The arabian horse, why it's 'difficult' and why the exception proves the rule
A lot is said and written about horses for which it is difficult to find a correctly fitting saddle. In actuality only a very few horses pose a real problem for the experienced saddle fitter. (That is also assuming the fitter has a large and comprehensive stock of saddles from which to make his choices).
The exception, so we are told, proves the rule. Certainly the Arabian horse and those with a considerable percentage of Arabian blood can pose saddle fitting problems that demand very careful consideration and attention
Owners of Arabians, Anglos and Crossbred horses and ponies will not like to hear that the saddle fitter's heart is likely to lurch, even sink, when he receives any enquiry to fit a saddle. A friend of mine who has schooled horses up to any including international level admits to the same reaction. Why?
Very few knowledgeable riders will deny that the Arabian is 'different'. It is some of these differences that can be the causal factor of problems for the saddle fitter. The elegance and beauty of the Arabian horse is admired and appreciated by riders as well as many, many people who don't know one end of a horse from another but who can enjoy something that is almost ethereal. Unfortunately the Arabian tends to combine beauty and intelligence in more-or-less equal proportions and his thinking processes can be considerably quicker than those of the more novice rider. Certainly, the Arabian's ability to weigh up a situation and to consider his options are far more developed than in other breeds. This may well be the reason why horses with Arabian blood are often deemed 'nappy' or 'difficult' or 'puzzling'. It probably accounts, too, for their relative dislike of cross country jumping, something in which they rarely excel at reasonable levels because they are all too aware of the dangers involved!
I travel the world fitting saddles and undertaking remedial work in consultation with vets, physiotherapists and other professionals concerned with the horse's back.

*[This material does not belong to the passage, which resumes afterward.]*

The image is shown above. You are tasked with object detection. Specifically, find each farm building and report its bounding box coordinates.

Without any doubt I see more horses with Arabian blood suffering from sore backs than with all the other breeds put together, the 'soreness' may vary from slight sensitivity to considerable damage - sadly sometimes even involving open wounds. Almost every case demands a period of recuperation during which the horse's exercise must be limited to lunging and/or loose schooling.

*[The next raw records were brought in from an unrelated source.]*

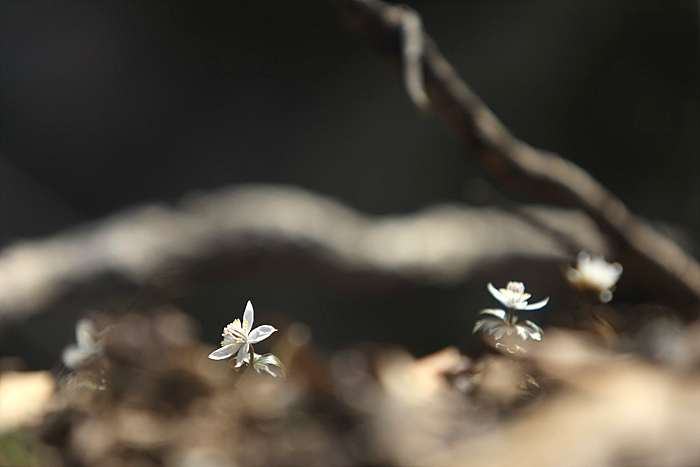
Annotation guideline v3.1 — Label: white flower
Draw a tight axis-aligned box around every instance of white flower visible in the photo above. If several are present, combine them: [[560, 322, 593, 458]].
[[488, 282, 549, 310], [209, 300, 277, 368], [61, 319, 111, 370], [474, 309, 543, 341], [243, 353, 287, 378], [566, 251, 622, 303]]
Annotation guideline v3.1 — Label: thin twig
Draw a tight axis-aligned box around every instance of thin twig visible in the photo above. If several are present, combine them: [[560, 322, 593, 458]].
[[327, 0, 700, 317]]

One of the reasons that many horses with Arabian blood are asymmetrical relates to the riders' inability to keep them straight. Absolutely no horse is totally straight and thus totally symmetrical - the same for their riders - but many Arabian horses have a tendency to 'curl' in one direction. The less experienced rider finds it difficult to ride them forward to a consistent and level contact and so help to straighten them out.

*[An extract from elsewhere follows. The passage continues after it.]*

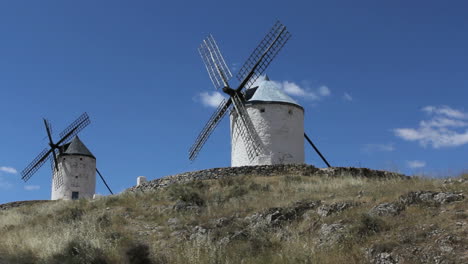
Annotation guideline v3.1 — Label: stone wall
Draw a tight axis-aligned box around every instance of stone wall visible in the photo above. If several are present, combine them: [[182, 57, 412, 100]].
[[0, 200, 50, 211], [126, 164, 408, 192]]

Occasionally, dare I say it, riders will deliberately spend more time schooling on the horse's 'favourite rein' thus exacerbating the condition.
Much time and considerable resources have been spent in researching, designing and developing saddles for horses of Arabian blood. Some very good saddles have evolved; others are not very good at all. Some of these 'specialist' saddles are rather more expensive than their counterparts but the additional layout can sometimes prove worthwhile in terms of horse/rider comfort. Differences in shape of the tree, panel and flap can provide a better fitting saddle to the benefit of many Arabian horses.
I would not wish to be viewed as a prophet of doom as far as horses of Arabian blood are concerned! I would, however, like to emphasise the need to have a saddle for an Arabian horse very, very carefully fitted. I would also strongly recommend the horse owner elects to use the services of a saddle fitter who is qualified and registered with the Society of Master Saddlers.